Programme du concert :
Kaija Saariaho, From the grammar of dreams (1988). Robert Pascal, Xi ling (2012). Jean-Baptiste Barrière, Ekstasis (2014). Pierre-Adrien Charpy, Vivante morte éblouie (2011). Kaija Saariaho, Lonh (1996).
Quatre compositeurs d’aujourd’hui étaient au programme du récital pour voix seule et électronique donné par la soprano Raphaële Kennedy le 12 mai 2015 à Marseille. Nous y étions et l’on va vous faire regretter de ne pas.
Le PIC (pôle instrumental contemporain) est à l’Estaque, ce “village” de Marseille qui n’a somme toute pas tant changé depuis Cézanne et Marquet, vieux quartier populaire et industrieux, encore que les usines, aujourd’hui… Ruelles étroites, stationnement en pagaille, les enfants et leur mère dehors, le dédale des traverses et des arrière-cours, le gros chien débonnaire et la vue sur la mer, en bas. Cela vous a des airs de cliché, on dirait le Sud, le temps dure longtemps… Et c’est pourtant en haut de ce morceau de colline qu’on trouve le PIC – un espace de concert qu’on dirait improbable si le terme n’avait été tant usé. Et qui pourtant l’est, improbable, hors du circuit obligé de la musique contemporaine. Et mériterait sans doute qu’on y accorde plus d’attention : allez, une navette ou deux et la musique d’aujourd’hui – l’autre musique d’aujourd’hui – aurait un nouvel espace et de nouvelles oreilles à ensemencer.
Dedans, la salle de bois blond sent encore un peu la résine — ce qui convient assez naturellement aux compositeurs invités : l’une est finlandaise, les autres ont des accointances provençales, autant de pays complices des pins, sapins et mélèzes. Sur scène, campée droite dans cette pose qui est toute elle – les précieux d’autrefois parlaient de noblesse du port – Raphaële Kennedy est seule. A‑t-on seulement idée de combien une chanteuse est seule dans un pareil programme, malgré le plus considérable des orchestres, aux effectifs infinis, aux timbres sans limites ?

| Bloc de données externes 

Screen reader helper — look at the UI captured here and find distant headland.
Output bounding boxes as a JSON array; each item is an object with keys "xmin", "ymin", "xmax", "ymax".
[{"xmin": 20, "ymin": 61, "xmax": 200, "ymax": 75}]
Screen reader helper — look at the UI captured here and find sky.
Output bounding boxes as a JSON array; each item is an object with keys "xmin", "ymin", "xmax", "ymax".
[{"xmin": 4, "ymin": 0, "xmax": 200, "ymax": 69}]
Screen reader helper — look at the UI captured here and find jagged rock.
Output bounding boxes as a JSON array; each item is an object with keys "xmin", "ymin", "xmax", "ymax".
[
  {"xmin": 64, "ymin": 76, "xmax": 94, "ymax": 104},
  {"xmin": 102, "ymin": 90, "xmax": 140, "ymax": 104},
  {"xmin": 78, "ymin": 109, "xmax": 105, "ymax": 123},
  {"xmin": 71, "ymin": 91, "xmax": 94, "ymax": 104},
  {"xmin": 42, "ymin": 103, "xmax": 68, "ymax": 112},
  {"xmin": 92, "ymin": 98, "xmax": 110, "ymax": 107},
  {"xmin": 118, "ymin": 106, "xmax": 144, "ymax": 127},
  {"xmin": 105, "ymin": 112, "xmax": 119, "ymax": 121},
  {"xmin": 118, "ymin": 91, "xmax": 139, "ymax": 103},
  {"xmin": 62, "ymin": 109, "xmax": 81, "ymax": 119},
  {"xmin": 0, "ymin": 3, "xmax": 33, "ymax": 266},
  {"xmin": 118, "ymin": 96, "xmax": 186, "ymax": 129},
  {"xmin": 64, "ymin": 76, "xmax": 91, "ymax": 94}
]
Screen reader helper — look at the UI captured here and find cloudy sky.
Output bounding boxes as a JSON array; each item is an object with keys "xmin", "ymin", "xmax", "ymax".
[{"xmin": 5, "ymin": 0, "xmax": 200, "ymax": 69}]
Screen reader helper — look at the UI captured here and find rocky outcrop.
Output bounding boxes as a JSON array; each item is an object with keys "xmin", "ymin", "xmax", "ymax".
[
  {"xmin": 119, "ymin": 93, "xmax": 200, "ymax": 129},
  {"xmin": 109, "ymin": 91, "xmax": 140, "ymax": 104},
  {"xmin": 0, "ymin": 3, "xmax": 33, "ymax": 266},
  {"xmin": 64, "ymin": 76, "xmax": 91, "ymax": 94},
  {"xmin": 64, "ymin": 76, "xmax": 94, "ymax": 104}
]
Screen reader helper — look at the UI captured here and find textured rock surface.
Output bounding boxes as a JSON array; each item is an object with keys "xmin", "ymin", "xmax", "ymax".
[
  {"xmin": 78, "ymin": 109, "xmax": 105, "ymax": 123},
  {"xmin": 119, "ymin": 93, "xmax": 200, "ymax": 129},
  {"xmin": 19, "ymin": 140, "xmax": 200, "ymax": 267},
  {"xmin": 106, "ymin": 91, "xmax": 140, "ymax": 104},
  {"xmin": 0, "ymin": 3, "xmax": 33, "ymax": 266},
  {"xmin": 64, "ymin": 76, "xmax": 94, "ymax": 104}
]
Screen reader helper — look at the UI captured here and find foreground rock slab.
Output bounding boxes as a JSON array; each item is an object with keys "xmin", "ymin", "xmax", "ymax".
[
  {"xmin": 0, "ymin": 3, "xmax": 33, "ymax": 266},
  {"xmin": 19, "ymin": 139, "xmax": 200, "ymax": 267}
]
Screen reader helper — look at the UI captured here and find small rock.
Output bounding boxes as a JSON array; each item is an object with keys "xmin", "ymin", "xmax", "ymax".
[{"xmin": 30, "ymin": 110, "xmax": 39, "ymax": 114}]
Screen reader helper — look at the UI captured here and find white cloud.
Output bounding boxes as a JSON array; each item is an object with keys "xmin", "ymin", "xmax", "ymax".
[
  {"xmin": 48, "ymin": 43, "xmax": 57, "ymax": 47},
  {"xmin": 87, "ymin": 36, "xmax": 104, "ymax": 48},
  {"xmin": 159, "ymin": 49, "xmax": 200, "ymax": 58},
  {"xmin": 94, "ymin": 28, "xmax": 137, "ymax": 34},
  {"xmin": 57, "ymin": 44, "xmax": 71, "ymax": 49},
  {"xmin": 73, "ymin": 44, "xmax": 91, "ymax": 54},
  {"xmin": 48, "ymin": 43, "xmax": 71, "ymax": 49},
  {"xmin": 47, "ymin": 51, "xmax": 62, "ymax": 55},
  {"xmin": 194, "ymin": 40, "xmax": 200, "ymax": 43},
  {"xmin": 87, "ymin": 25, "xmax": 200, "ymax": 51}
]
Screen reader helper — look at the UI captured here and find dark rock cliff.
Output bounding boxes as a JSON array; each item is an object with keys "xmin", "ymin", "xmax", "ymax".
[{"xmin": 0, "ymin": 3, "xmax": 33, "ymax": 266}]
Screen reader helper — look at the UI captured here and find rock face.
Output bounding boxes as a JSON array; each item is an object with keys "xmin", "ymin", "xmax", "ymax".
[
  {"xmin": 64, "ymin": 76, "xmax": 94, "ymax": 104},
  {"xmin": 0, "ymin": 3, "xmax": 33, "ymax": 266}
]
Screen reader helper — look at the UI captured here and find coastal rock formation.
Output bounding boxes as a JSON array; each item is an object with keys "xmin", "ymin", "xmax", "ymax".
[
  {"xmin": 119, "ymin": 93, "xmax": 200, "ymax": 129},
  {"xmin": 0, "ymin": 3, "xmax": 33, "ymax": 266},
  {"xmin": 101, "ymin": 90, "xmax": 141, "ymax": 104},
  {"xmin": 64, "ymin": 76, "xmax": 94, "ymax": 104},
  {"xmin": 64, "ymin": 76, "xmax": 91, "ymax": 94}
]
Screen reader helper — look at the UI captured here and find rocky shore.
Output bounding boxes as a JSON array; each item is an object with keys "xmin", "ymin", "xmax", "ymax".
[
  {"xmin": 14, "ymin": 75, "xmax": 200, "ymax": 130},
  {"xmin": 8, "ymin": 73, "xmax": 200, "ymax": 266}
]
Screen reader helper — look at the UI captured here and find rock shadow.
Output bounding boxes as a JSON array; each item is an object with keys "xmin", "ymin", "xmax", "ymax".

Seule, indiscutablement, mais pas absolument. On ne veut pas seulement faire allusion aux deux compositeurs là-haut chargés de la diffusion sonore – et quand on dit là-haut, entendons-nous : le là-haut d’ici-bas, la console au sommet des gradins… On ne veut pas non plus parler de celle qui, usant de sa caméra comme d’une lanterne magique à faire lever les spectres, enrichira d’incrustations une grande partie des images projetées sur écran durant le concert. Et moins encore de nous, public ; encore que la solitude de l’artiste sur scène n’est, semble-t-il, pas exactement celle que l’on croit quand nous lui faisons face : son chant s’y appuie et nous réverbère. Non, il s’agit surtout de l’unicité relative de la voix passée par “le traitement électronique en temps réel”. L’expression, inélégante, sent encore un peu son geek, mais ne signifie pourtant rien de plus ésotérique qu’une façon nouvelle d’ouvrir et de peupler les espaces musicaux qui se creusent autour de la voix. Voix doublée, redoublée, prise dans l’écho, accompagnée, suivie, anticipée ou rattrapée par ces voix autres qui nous habitent sans qu’on en soit réellement conscient jusqu’à ce qu’un compositeur, justement, les révèle.